Sandy Hook 911 tapes show cops told to ‘wait’

In the controversial 911 telephone recordings of the Sandy Hook Elementary School massacre there is the sound of two apparent shots, according to sources who have listened to about nine calls made to Newtown police on the morning of Dec. 14, 2012. http://www.ctpost.com/news/article/Sources-Sandy-Hook-911-tapes-reveal-cops-told-to-4996871.php  But, the most disconcerting sound between the school and Newtown police may be the apparent order from headquarters for police to “wait” before entering the school, Hearst Connecticut Newspapers has learned.
“Wait until you go into the building,” one person says from police headquarters toward the end of the five-minute shooting spree. “I’m not going to send them in yet.”
The first call came around the time the assailant, shot his way into the school at about 9:45 a.m.
“Somebody’s shooting in here ¦ Sandy Hook School, please!” says one of the first calls to Newtown police headquarters at 3 Main St., located 3.1 miles from the school.
Another early call comes from a woman who says she’s in a classroom at the front, left side of the building. In all, the sources said the recordings run about 40 minutes.
The flood of frantic calls from land lines — cell phones automatically connected with the State Police in Southbury — apparently deluged the two emergency dispatchers in Newtown. At one point in the recordings, the dispatchers fail to answer a call and the phone rings for 30 seconds or more, the sources recalled.
At another point, Rick Thorne — a school custodian who has declined comment on the shooting, but who has been hailed for alerting staff tothe assailant  rampage — is disconnected by dispatchers.
“It was weird that they hung up on him,” said one source who listened to the recordings.
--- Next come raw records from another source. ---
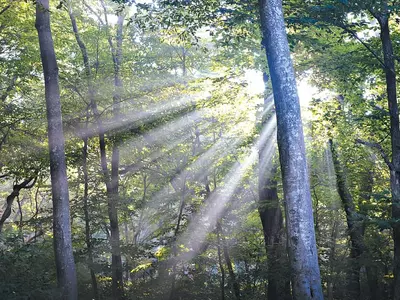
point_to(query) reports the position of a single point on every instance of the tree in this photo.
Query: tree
(303, 256)
(66, 275)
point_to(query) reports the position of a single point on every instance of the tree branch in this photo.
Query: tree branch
(380, 149)
(354, 34)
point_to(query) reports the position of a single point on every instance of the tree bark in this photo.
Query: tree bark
(113, 197)
(66, 274)
(354, 225)
(221, 266)
(306, 281)
(394, 165)
(272, 223)
(88, 237)
(111, 180)
(14, 194)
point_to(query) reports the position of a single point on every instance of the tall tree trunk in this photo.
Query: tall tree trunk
(306, 281)
(88, 238)
(111, 180)
(113, 193)
(390, 73)
(354, 225)
(88, 72)
(66, 275)
(272, 223)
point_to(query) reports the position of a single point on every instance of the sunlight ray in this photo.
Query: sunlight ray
(146, 116)
(206, 220)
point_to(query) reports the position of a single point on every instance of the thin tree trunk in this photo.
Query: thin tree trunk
(221, 266)
(354, 225)
(174, 249)
(14, 194)
(306, 280)
(272, 223)
(390, 73)
(66, 274)
(225, 250)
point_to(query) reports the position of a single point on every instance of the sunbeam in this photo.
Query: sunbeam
(205, 221)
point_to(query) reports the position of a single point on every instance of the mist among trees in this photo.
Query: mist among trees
(199, 149)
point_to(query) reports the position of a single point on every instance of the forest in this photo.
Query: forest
(199, 149)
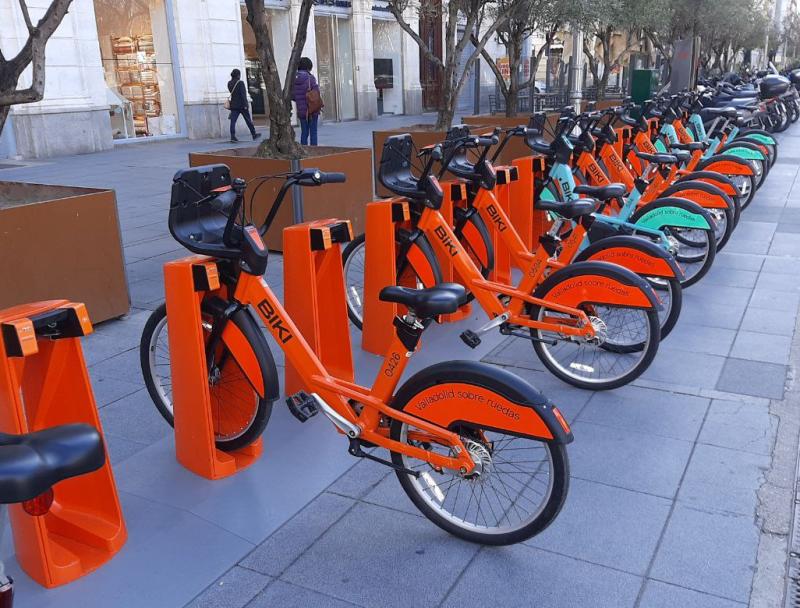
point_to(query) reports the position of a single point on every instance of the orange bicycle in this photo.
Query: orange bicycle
(479, 451)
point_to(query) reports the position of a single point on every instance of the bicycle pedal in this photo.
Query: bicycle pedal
(470, 338)
(302, 406)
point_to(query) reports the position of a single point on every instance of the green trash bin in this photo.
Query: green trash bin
(644, 83)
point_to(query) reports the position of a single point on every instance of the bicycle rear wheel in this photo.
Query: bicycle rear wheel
(239, 413)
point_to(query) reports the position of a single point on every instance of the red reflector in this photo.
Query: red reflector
(39, 505)
(561, 420)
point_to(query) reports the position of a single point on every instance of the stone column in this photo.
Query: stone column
(208, 38)
(412, 90)
(73, 116)
(366, 93)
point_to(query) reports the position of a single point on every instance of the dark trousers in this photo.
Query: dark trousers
(247, 120)
(308, 126)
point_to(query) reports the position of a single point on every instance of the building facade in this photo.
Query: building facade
(143, 70)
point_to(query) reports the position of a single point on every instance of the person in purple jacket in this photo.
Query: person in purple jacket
(304, 82)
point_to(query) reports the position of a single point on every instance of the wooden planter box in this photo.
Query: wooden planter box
(343, 201)
(59, 242)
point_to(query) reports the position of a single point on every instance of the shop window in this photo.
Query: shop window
(137, 61)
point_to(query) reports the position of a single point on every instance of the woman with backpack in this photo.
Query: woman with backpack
(239, 105)
(309, 102)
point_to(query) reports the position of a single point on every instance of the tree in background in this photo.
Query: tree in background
(281, 142)
(31, 54)
(462, 18)
(526, 17)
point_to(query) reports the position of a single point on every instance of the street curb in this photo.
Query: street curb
(775, 512)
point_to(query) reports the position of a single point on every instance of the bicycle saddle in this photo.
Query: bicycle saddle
(660, 159)
(442, 299)
(602, 193)
(30, 464)
(569, 209)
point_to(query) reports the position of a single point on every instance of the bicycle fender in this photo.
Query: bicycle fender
(251, 353)
(470, 392)
(641, 256)
(597, 283)
(759, 137)
(723, 182)
(704, 194)
(742, 151)
(673, 211)
(727, 164)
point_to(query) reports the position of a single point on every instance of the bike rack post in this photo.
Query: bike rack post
(314, 295)
(529, 222)
(455, 191)
(44, 383)
(380, 257)
(187, 282)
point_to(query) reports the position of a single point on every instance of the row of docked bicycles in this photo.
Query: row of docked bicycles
(639, 199)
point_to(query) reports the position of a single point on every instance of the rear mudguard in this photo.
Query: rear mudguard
(704, 194)
(727, 164)
(250, 350)
(639, 255)
(723, 182)
(748, 150)
(452, 393)
(672, 211)
(597, 283)
(757, 135)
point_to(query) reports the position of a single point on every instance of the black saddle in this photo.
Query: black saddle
(443, 299)
(30, 464)
(659, 159)
(603, 193)
(569, 209)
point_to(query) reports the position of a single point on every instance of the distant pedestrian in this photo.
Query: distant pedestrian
(309, 102)
(238, 105)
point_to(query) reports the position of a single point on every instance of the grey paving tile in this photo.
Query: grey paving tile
(285, 595)
(785, 245)
(690, 554)
(753, 378)
(431, 559)
(360, 479)
(769, 321)
(287, 543)
(648, 411)
(769, 348)
(627, 459)
(723, 479)
(663, 595)
(777, 300)
(685, 368)
(135, 418)
(699, 339)
(740, 426)
(234, 589)
(531, 577)
(620, 530)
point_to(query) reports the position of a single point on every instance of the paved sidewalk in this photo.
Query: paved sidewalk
(681, 484)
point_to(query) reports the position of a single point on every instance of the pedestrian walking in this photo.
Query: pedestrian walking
(238, 105)
(309, 101)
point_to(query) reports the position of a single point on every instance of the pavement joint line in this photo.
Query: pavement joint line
(672, 506)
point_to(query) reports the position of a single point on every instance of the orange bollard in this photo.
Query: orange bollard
(314, 296)
(455, 192)
(44, 383)
(187, 282)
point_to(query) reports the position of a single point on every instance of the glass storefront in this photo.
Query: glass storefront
(387, 49)
(334, 69)
(137, 60)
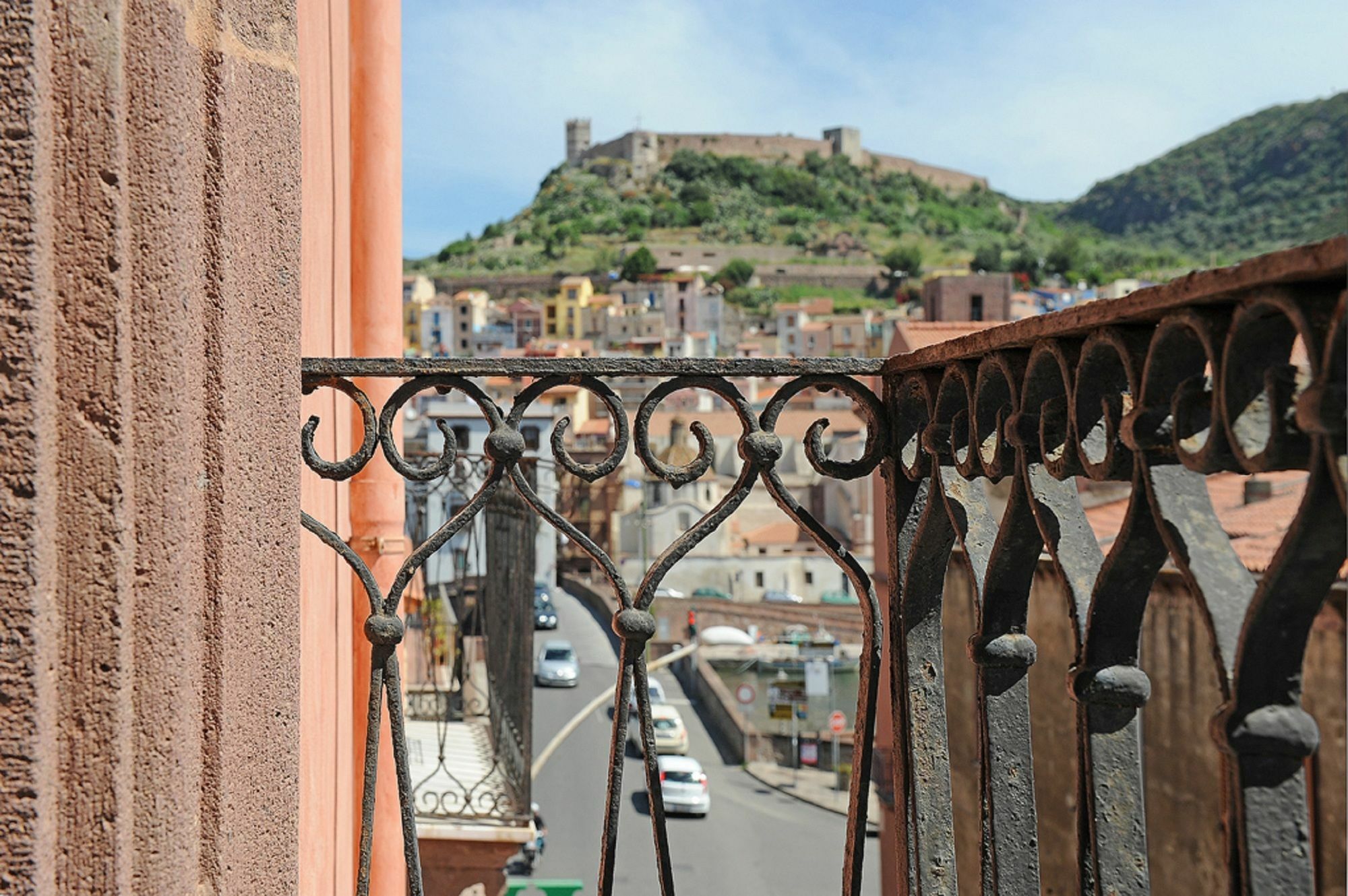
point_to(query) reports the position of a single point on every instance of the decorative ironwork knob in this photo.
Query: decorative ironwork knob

Another source who heard the 911 recordings agreed.
Both sources said they are not sure of the context in which Thorne was disconnected or why the apparent order was given to delay police from going into the school.

“There’s a shooting going on,” Thorne says during one of the first calls to police. “I keep hearing shooting.”
In one of the last calls, Thorne says, “I’m standing in a corner not knowing what to do. I’m a custodian. The shootings happened five minutes ago.”
These recordings are among the historic record of the Newtown murders.
Recordings of 911 calls are routinely released after most major criminal incidents, but Danbury State’s Attorney Stephen J. Sedensky III is attempting to keep the recordings private in a case pending before Judge Eliot D. Prescott at state Superior Court in New Britain.
The 911 recordings from Newtown are the kind of information that public records advocates and the news media say are crucial in examining the police response to the state’s worse mass murder.

The assailant fired 154 bullets in the school, according to an interim report issued by Sedensky and Chief State’s Attorney Kevin T. Kane on March 28.
Last week, families of the slain children and educators reviewed a 40-page summary of the slaughter and were told that Sedensky will release the document to the news media next Monday.
But recordings of first responders at the scene, who described the carnage in graphic detail, will be kept secret until at least next May as part of a bill that passed on the last day of the legislative session in June.
There are also thousands of pages of investigative details in the possession of the state Department of Emergency Services and Public Protection.
Prescott, who listened to the 911 recordings on compact disc, is scheduled to rule Monday on Sedensky’s appeal of a September decision by the state Freedom of Information Commission, which ordered the release of the recordings.